Former HALOite Dr. Cynthia Colapinto and HALO Director Dr. Mark Tremblay are authors on the paper, “The direction of the difference between Canadian and American erythrocyte folate concentrations is dependent on the assay method employed: a comparison of the Canadian Health Measures Survey and National Health and Nutrition Examination Survey,” that was recently published in The British Journal of Nutrition. Citation details and a summary of the paper are below.
Colapinto CK, Tremblay MS, Aufreiter S, Bushnik T, Pfeiffer CM, O’Connor DL. The direction of the difference between Canadian and American erythrocyte folate concentrations is dependent on the assay method employed: a comparison of the Canadian Health Measures Survey and National Health and Nutrition Examination Survey. Br J Nutr. 2014 Dec;112(11):1873-81. doi: 10.1017/S0007114514002906. Epub 2014 Oct 8.

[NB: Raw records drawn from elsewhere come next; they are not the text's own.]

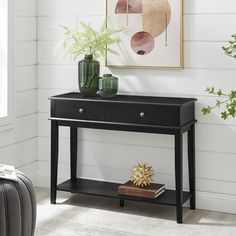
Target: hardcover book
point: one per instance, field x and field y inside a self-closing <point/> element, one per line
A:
<point x="152" y="191"/>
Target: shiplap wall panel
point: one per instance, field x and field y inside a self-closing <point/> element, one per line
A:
<point x="209" y="6"/>
<point x="202" y="55"/>
<point x="18" y="145"/>
<point x="19" y="154"/>
<point x="25" y="102"/>
<point x="25" y="79"/>
<point x="25" y="29"/>
<point x="208" y="26"/>
<point x="25" y="128"/>
<point x="25" y="8"/>
<point x="25" y="53"/>
<point x="194" y="30"/>
<point x="73" y="7"/>
<point x="49" y="27"/>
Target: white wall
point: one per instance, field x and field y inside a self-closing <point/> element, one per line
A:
<point x="208" y="25"/>
<point x="18" y="145"/>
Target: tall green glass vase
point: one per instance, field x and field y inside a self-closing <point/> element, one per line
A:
<point x="88" y="75"/>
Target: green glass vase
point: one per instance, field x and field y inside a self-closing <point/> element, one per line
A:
<point x="108" y="85"/>
<point x="88" y="71"/>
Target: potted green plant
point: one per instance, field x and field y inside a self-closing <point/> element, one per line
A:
<point x="93" y="44"/>
<point x="226" y="99"/>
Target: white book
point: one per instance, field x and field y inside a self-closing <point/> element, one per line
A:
<point x="7" y="172"/>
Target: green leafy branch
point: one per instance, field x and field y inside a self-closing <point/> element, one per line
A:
<point x="228" y="100"/>
<point x="230" y="50"/>
<point x="86" y="40"/>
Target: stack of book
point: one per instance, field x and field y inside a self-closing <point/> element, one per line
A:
<point x="151" y="191"/>
<point x="7" y="172"/>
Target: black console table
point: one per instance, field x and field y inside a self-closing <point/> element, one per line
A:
<point x="162" y="115"/>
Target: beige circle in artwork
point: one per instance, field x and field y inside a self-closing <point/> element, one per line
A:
<point x="156" y="16"/>
<point x="128" y="6"/>
<point x="142" y="43"/>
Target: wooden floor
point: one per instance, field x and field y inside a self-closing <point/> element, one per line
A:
<point x="82" y="215"/>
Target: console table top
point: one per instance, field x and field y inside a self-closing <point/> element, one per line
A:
<point x="174" y="101"/>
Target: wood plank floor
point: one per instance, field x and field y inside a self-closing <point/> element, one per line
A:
<point x="82" y="215"/>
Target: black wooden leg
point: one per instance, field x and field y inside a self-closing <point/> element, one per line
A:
<point x="54" y="160"/>
<point x="191" y="166"/>
<point x="73" y="153"/>
<point x="179" y="176"/>
<point x="122" y="203"/>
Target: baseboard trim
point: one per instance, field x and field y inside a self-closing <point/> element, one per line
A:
<point x="205" y="200"/>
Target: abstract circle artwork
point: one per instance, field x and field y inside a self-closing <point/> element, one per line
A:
<point x="142" y="43"/>
<point x="152" y="30"/>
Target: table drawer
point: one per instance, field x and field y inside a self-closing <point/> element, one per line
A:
<point x="82" y="110"/>
<point x="146" y="114"/>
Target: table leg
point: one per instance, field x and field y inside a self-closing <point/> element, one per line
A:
<point x="54" y="160"/>
<point x="179" y="176"/>
<point x="73" y="153"/>
<point x="191" y="166"/>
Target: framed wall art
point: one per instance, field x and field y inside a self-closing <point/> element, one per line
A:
<point x="152" y="33"/>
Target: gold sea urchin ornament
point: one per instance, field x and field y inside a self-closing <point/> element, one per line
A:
<point x="142" y="174"/>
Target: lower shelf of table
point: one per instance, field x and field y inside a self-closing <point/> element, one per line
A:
<point x="108" y="189"/>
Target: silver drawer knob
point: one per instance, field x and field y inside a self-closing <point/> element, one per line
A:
<point x="81" y="110"/>
<point x="142" y="114"/>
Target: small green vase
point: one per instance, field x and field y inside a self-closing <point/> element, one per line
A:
<point x="88" y="71"/>
<point x="108" y="85"/>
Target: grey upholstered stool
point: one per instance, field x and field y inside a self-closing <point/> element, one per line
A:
<point x="17" y="207"/>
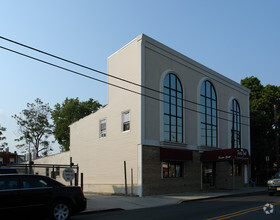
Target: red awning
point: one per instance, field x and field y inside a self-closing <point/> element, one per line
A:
<point x="167" y="154"/>
<point x="238" y="154"/>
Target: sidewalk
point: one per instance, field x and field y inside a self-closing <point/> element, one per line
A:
<point x="112" y="202"/>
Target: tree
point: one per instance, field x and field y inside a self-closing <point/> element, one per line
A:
<point x="262" y="125"/>
<point x="68" y="112"/>
<point x="34" y="127"/>
<point x="3" y="144"/>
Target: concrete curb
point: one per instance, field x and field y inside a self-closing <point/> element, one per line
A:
<point x="223" y="196"/>
<point x="86" y="212"/>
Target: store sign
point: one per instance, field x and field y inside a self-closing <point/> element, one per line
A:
<point x="68" y="174"/>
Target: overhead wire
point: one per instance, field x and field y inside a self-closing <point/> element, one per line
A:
<point x="109" y="75"/>
<point x="108" y="83"/>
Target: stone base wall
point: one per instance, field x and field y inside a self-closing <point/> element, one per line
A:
<point x="224" y="178"/>
<point x="111" y="189"/>
<point x="153" y="183"/>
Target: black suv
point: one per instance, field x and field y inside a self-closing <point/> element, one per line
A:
<point x="26" y="194"/>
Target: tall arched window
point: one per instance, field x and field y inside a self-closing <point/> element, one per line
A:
<point x="235" y="124"/>
<point x="173" y="109"/>
<point x="208" y="101"/>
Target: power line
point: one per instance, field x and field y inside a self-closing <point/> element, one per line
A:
<point x="106" y="74"/>
<point x="111" y="84"/>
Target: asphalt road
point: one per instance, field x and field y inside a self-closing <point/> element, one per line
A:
<point x="234" y="207"/>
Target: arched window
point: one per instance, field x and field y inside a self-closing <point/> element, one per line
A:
<point x="235" y="124"/>
<point x="173" y="109"/>
<point x="208" y="101"/>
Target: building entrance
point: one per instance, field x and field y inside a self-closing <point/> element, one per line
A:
<point x="209" y="174"/>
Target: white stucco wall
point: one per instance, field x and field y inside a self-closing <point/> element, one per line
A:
<point x="102" y="159"/>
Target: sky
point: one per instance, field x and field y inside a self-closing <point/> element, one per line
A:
<point x="235" y="38"/>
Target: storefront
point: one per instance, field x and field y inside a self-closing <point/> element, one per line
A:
<point x="225" y="169"/>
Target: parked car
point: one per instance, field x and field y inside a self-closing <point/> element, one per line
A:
<point x="22" y="193"/>
<point x="5" y="170"/>
<point x="274" y="184"/>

ABSTRACT: Fortification of select grain products with folic acid and periconceptional supplementation recommendations in Canada and the USA have improved folate status, and have been associated with a reduced risk of neural tube defects. In the present study, we aimed to conduct a comparison of erythrocyte folate concentrations from the 2007-9 Canadian Health Measures Survey (CHMS) and the 2007-8 US National Health and Nutrition Examination Survey (NHANES). Erythrocyte folate concentration was assessed in participants aged 6-79 years (CHMS, n 5248; NHANES, n 7070). To account for different folate assays employed – Immulite 2000 immunoassay (CHMS) and microbiological assay (NHANES) – a conversion equation was generated (n 152 adults) to adjust the CHMS data. t Tests were used to examine country differences. Median Canadian erythrocyte folate concentrations (method-adjusted) were lower than those of Americans (988 and 1100 nmol/l, respectively), but unadjusted median Canadian erythrocyte folate concentrations were higher (1250 nmol/l). The upper 95 % CI boundary of the method-adjusted Canadian erythrocyte folate distribution overlapped that of the American erythrocyte folate concentrations, while the lower 95 % CI boundary of the method-adjusted Canadian erythrocyte folate data was below the American distribution. In summary, the fact that erythrocyte folate concentrations were either higher or lower in Canadians compared with Americans, depending on whether an adjustment was made to account for assay differences, suggests that caution must be exercised in evaluating erythrocyte folate data from different countries because analytical methods are not readily comparable. Furthermore, we cannot unequivocally conclude that there are true differences in erythrocyte folate concentrations between the Canadian and American populations in the post-fortification era.